Siran Stacy, former NFL running back turned evangelist, delivered a Gathering message on Tuesday that left several students upset.

Stacy was hired by Lipscomb Academy athletics in November to be the spiritual formation coach.

Stacy said that he felt God had sent him to address students who were “struggling.”

“If you’re struggling right now, I don’t care where you are, if you’re struggling at living another day, stand to your feet, stand up right now, unashamed,” he said. “You’re in this place; you’re wayward. You know you’re not living the way God called you to live.”

In a prayer, he said, “There is forgiveness, there is grace for the homosexual. There is forgiveness through the blood of Jesus; there is nothing you can’t change.”

Konnor Davis, a sophomore musical theatre major from Selmer, picked up on Stacy’s comment that “there is grace for everyone.”

“Thank you, but I don’t need it because I’m gay,” Davis said. “And hearing things like that, it really re-introduces a lot of the trauma I went through and that I’m still relentlessly trying to work through because I was trying to change myself and people were trying to change me.”

Many students on both sides of the issue declined to comment to Lumination, some mentioning that they did not want to have a target on their back.

Some students followed the chapel talk by painting a rainbow on the bison in Bison Square. Overnight, it was painted over with a tribute to the late Kobe Bryant on one side and “I Cor. 6:9” on the other. That one was then painted over with another rainbow.

Assistant Vice President of Public Relations and Communication Kim Chaudoin told Lumination Network that the Office of Student Life team has met with several students following the Gathering on Tuesday.

“They continue to be available — as always — to meet with and listen to students who want to discuss yesterday’s chapel talk,” Chaudoin said. “Tomorrow [Vice President of Student Life and Dean of Students] Al Sturgeon will hold a special break-out chapel that will be an opportunity for additional discussion on this matter.”

Not all students are blaming this issue on Lipscomb. Davis had nothing but positive views on Lipscomb.

“He was supposed to speak on something that he obviously didn’t,” Davis said. “There is nothing on his website to make anyone feel or think that he would speak on homosexuality. He completely blindsided the entire chapel office and every student at Lipscomb University whether they were in favor of what he was saying or not.”

Davis said that Stacy himself deserves grace.

“Now as I’ve slept on it, I see that, his entire family was killed by a drunk driver,” Davis said. “A lot of times during grief and hard things, people blame others so they don’t have to hurt as bad, and I feel he might have been projecting that on my community.

“Just because you’re hurting doesn’t mean you get to hurt others,” Davis said, adding that he would appreciate an apology.

At the beginning of the academic school year, Sturgeon — who joined Lipscomb last March — created five statements he wanted to stress this year:

  1.     I am part of a bigger story.
  2.     I am an important part of this community.
  3.     I am loved.
  4.     I am equipped.
  5.     I am not alone on this journey.

Sturgeon sent an email out yesterday after chapel to discuss the challenges that had been made to those statements and to apologize.
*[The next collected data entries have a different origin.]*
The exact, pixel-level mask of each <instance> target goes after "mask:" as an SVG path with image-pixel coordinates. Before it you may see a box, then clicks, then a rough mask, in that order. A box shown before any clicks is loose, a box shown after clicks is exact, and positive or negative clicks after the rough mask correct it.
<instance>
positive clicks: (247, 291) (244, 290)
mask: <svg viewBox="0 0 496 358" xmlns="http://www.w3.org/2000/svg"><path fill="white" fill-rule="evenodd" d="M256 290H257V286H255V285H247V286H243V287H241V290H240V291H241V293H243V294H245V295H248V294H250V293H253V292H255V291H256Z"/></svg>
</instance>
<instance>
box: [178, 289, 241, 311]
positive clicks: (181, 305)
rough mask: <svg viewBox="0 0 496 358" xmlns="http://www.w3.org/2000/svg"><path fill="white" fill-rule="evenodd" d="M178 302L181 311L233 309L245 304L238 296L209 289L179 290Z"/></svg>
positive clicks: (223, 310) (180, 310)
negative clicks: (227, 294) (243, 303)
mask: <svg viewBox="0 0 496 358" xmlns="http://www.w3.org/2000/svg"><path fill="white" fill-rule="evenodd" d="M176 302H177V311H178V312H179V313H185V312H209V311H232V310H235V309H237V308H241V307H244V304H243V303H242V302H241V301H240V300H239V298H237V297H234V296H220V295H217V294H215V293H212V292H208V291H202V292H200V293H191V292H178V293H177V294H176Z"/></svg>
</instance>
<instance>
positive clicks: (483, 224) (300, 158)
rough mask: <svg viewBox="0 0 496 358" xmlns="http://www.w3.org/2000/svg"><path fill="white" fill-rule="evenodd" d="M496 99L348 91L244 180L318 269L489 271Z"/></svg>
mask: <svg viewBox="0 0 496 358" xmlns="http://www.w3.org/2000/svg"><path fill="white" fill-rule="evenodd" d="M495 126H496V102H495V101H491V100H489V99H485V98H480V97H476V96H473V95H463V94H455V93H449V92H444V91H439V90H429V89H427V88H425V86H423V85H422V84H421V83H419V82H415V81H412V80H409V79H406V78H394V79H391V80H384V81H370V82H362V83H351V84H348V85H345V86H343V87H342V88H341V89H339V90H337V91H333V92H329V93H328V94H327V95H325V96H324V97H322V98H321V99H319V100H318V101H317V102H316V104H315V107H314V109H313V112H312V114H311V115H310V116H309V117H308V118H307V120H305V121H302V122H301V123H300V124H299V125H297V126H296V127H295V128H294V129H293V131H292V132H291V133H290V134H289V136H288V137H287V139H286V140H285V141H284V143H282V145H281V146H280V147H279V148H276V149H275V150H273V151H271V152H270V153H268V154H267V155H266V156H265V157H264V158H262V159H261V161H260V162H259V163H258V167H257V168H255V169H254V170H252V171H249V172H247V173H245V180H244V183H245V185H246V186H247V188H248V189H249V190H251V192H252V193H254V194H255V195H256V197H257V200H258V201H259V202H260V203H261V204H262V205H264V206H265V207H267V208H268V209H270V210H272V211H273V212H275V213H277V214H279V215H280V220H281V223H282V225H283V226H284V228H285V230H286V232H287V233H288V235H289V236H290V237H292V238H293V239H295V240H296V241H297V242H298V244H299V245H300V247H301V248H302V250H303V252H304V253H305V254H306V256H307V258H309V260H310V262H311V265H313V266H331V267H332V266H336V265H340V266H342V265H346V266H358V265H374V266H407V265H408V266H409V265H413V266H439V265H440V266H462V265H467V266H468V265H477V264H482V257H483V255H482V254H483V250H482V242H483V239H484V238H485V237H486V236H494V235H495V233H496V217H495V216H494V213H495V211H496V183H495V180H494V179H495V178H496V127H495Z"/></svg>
“I have received some emails and texts from students not sensing that those statements [the five statements above] are true,” he wrote. “With that in mind, I wanted to stop and write this short note to every student to apologize for anything that communicates otherwise to any student.” 

He said that students are welcome to attend any break-out chapel they prefer.

“But if anyone wants to come instead for an open conversation with me on how we can make real progress on those goals,” he wrote, “I will be in the Shinn Center at 10:55 a.m. just to talk and listen (and you will get chapel credit, too!).”

Lumination Network will continue to update this story as it unfolds.